Personal – What is your relationship with God right now? How do you show that you believe the promises God has made in the Bible? What are some of the promises of God, and the covenants he has made with his people? Reflect on this and talk to God about it.




THIRD DAY                                                    READ PHILIPPIANS 3:17-4:1                                      SECOND READING

(“…continue, my dear ones, to stand firm in the Lord.”)

  1. Who are we to imitate, and who are we to take as a guide? Philippians 1:1 and 3:17


  1. How do many conduct themselves and what will happen to them?   Philippians 3:18-19


  1. What is their god and their glory, and with what do they occupy their mind? Philippians 3:19


  1. Where do we have our citizenship, and for what do we wait? Philippians 3:20


  1. What will the Lord do to our bodies? Philippians 3:21


  1. According to what does he remake our bodies, and for what reason? Philippians 3:21


  1. Who does Paul love? Philippians 4:1


  1. Who does Jesus say his brothers are? Matthew 12:46-50


  1. What does Paul tell his brothers?   Philippians 4:1


Personal – How much time do you spend taking care of your body? Are you looking forward to the Lord remaking this body? How can you “stand firm,” as Paul tells us to do?



FOURTH DAY                                                        READ LUKE 9:28-36                                                                   GOSPEL

(“This is my Son, my Chosen One. Listen to him.”)
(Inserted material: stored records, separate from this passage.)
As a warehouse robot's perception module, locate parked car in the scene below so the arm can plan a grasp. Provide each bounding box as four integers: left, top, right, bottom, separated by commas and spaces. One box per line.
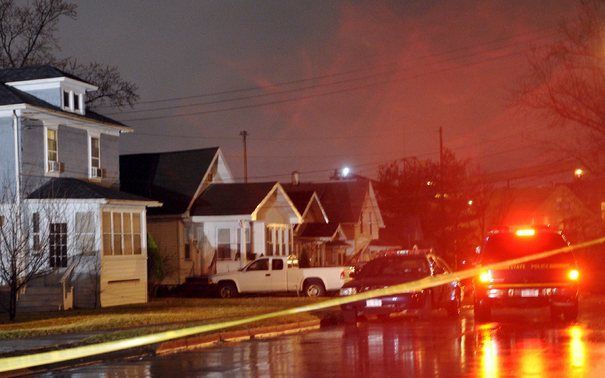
340, 251, 462, 324
209, 256, 350, 298
474, 227, 580, 321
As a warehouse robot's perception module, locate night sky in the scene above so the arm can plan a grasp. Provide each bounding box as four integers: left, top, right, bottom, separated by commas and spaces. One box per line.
59, 0, 574, 181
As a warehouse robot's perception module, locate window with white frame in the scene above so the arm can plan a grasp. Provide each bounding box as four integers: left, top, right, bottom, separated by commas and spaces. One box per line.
89, 136, 101, 178
102, 211, 142, 256
32, 213, 42, 252
216, 228, 231, 260
265, 226, 275, 256
237, 228, 252, 256
76, 211, 96, 255
46, 128, 59, 172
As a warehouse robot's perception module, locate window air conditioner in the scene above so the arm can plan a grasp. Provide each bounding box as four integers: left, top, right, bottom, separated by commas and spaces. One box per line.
90, 167, 103, 178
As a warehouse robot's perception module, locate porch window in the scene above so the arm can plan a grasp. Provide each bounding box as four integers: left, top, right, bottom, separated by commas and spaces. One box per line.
76, 211, 96, 255
48, 223, 67, 268
265, 227, 275, 256
103, 211, 142, 255
217, 228, 231, 260
185, 242, 191, 260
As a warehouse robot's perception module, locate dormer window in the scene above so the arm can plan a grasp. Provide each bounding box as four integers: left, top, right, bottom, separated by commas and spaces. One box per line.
74, 93, 81, 113
63, 91, 71, 110
44, 128, 63, 174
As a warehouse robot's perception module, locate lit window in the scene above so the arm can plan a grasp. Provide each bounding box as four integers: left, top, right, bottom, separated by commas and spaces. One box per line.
217, 228, 231, 260
74, 93, 80, 112
76, 211, 96, 255
265, 226, 275, 256
32, 213, 42, 251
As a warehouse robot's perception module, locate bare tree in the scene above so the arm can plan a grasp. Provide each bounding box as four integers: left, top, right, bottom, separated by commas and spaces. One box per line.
515, 0, 605, 171
0, 0, 138, 107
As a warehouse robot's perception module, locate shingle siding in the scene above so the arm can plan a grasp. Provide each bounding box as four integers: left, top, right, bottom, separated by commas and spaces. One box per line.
21, 118, 48, 193
27, 88, 61, 107
101, 134, 120, 189
59, 125, 88, 178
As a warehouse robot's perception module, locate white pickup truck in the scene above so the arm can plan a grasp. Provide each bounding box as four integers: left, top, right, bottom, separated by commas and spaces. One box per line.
209, 256, 350, 298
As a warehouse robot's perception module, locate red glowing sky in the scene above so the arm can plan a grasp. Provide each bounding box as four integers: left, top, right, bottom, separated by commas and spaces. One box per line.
55, 0, 574, 180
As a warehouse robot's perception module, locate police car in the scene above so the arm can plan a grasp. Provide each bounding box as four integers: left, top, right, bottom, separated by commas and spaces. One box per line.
474, 227, 580, 321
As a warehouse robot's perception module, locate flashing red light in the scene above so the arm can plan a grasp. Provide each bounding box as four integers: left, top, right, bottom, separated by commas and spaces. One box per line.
567, 269, 580, 281
515, 228, 536, 237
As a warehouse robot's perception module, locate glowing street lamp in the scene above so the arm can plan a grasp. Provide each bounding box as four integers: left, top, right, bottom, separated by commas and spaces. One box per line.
340, 167, 351, 177
573, 168, 586, 179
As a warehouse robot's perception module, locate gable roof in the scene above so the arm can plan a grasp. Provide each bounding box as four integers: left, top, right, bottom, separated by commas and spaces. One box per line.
191, 182, 279, 216
120, 147, 219, 215
27, 177, 159, 205
298, 223, 340, 238
0, 64, 91, 84
284, 180, 370, 223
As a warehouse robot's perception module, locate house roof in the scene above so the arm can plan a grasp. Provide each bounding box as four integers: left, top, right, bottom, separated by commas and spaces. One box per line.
0, 66, 127, 127
288, 190, 315, 214
486, 185, 590, 228
298, 223, 340, 238
120, 147, 219, 215
0, 64, 91, 84
191, 182, 278, 216
284, 180, 369, 223
27, 177, 158, 202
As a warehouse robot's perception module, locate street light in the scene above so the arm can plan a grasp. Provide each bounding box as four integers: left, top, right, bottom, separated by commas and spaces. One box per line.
340, 167, 351, 177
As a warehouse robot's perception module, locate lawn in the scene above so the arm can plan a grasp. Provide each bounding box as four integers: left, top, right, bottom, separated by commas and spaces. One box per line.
0, 297, 336, 341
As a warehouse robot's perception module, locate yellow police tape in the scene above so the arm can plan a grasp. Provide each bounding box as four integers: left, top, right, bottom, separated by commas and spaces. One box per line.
0, 237, 605, 372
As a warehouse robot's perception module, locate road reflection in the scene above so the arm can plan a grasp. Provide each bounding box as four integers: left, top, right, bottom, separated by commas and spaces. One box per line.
47, 314, 605, 378
470, 319, 588, 377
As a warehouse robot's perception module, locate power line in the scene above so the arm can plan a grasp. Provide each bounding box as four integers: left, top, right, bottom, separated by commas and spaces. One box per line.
100, 27, 556, 110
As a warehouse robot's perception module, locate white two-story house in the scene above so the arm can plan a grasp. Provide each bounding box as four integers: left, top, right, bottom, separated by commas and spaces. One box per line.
0, 66, 160, 310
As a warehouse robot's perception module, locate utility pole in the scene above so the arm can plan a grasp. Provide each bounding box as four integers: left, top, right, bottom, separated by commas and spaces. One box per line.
439, 127, 443, 178
239, 130, 248, 182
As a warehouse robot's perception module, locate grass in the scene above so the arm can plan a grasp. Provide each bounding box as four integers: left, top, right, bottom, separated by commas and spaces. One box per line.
0, 297, 330, 342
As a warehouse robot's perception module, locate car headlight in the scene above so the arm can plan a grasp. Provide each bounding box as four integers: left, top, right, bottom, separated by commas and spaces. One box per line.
340, 287, 357, 297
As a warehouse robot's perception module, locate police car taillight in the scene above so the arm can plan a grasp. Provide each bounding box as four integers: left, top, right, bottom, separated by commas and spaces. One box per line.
515, 228, 536, 237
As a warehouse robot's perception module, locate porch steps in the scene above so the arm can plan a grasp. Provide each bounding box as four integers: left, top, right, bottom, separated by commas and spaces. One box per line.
17, 285, 63, 312
177, 276, 214, 297
17, 269, 63, 312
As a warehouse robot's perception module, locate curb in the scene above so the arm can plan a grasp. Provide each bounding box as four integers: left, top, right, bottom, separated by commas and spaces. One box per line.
155, 319, 321, 355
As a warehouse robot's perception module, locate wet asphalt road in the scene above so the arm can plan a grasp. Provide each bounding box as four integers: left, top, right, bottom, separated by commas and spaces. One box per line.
44, 300, 605, 378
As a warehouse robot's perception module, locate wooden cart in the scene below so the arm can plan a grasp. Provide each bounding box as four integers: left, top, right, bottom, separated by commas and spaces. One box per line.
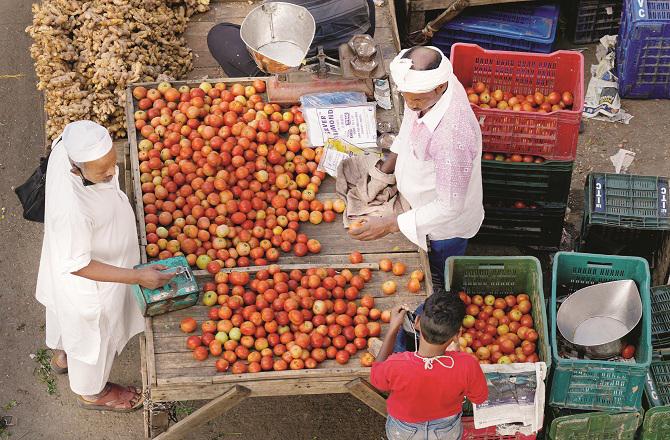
120, 1, 432, 439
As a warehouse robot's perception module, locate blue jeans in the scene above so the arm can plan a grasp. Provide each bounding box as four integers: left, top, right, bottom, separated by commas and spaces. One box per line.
386, 413, 463, 440
428, 238, 468, 289
393, 238, 468, 353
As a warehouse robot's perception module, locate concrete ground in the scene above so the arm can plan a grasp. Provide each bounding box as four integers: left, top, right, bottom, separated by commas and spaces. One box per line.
0, 0, 670, 440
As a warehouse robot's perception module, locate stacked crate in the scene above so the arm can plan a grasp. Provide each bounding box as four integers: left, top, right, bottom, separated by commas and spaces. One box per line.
640, 285, 670, 440
432, 3, 559, 55
444, 256, 552, 440
616, 0, 670, 99
578, 173, 670, 285
546, 252, 653, 440
562, 0, 622, 44
451, 43, 584, 248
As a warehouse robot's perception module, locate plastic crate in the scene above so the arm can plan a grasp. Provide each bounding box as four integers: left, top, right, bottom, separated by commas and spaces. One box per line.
562, 0, 622, 44
482, 160, 573, 203
616, 0, 670, 98
451, 43, 584, 161
577, 225, 670, 285
461, 417, 537, 440
640, 406, 670, 440
651, 286, 670, 348
584, 173, 670, 230
546, 412, 641, 440
432, 3, 559, 56
444, 257, 552, 371
647, 361, 670, 407
548, 252, 651, 411
473, 203, 566, 248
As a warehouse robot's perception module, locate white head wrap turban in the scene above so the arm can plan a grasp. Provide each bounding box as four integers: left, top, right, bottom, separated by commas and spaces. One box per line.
391, 46, 454, 93
63, 121, 112, 163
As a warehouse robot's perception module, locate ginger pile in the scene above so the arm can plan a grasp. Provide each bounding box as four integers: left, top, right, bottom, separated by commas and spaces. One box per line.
26, 0, 209, 139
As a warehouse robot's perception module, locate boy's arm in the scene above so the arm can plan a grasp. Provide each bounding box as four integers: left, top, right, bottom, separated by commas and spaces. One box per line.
376, 306, 407, 362
370, 306, 407, 391
466, 359, 489, 405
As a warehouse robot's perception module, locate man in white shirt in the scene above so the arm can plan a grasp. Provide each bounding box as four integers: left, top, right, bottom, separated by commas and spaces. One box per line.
349, 46, 484, 287
36, 121, 172, 412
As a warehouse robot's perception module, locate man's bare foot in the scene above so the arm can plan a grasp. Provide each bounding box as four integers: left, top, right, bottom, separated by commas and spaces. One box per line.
77, 383, 143, 412
51, 350, 67, 374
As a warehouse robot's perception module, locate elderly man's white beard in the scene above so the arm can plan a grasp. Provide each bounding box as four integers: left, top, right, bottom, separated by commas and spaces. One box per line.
390, 46, 453, 93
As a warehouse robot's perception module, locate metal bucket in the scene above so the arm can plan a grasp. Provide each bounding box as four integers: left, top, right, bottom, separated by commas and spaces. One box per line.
556, 280, 642, 359
240, 2, 316, 74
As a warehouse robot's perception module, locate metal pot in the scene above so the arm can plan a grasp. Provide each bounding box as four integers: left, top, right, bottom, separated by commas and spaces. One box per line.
240, 2, 316, 74
556, 280, 642, 359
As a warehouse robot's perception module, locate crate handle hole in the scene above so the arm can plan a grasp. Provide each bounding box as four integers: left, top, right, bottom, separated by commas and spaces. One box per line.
479, 264, 505, 270
586, 261, 612, 267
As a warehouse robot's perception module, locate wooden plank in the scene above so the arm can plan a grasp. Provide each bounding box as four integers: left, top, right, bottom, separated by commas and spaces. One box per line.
153, 377, 352, 402
345, 378, 386, 417
126, 86, 147, 245
408, 0, 532, 11
144, 317, 156, 386
156, 385, 251, 440
140, 335, 151, 438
  1. What did Jesus say eight days before he took Peter, John and James up onto a mountain to pray? Luke 9:27


  1. On what other occasions were Peter, John and James with Jesus? Luke 8:51-52 and Mark 14:32-33


  1. What did they go up on the mountain to do? Luke 9:28


  1. What happened to Jesus’ face and clothes as he prayed? Luke 9:29


  1. Who were suddenly conversing with Jesus? Luke 9:30


  1. How did they appear, and about what did they speak? Luke 9:31


  1. Upon awakening, what happened to Peter and those with him? Luke 9:32


Personal – How do you think you would react if while in prayer you fell asleep and awoke seeing Jesus, Moses and Elijah? Do you think this is possible?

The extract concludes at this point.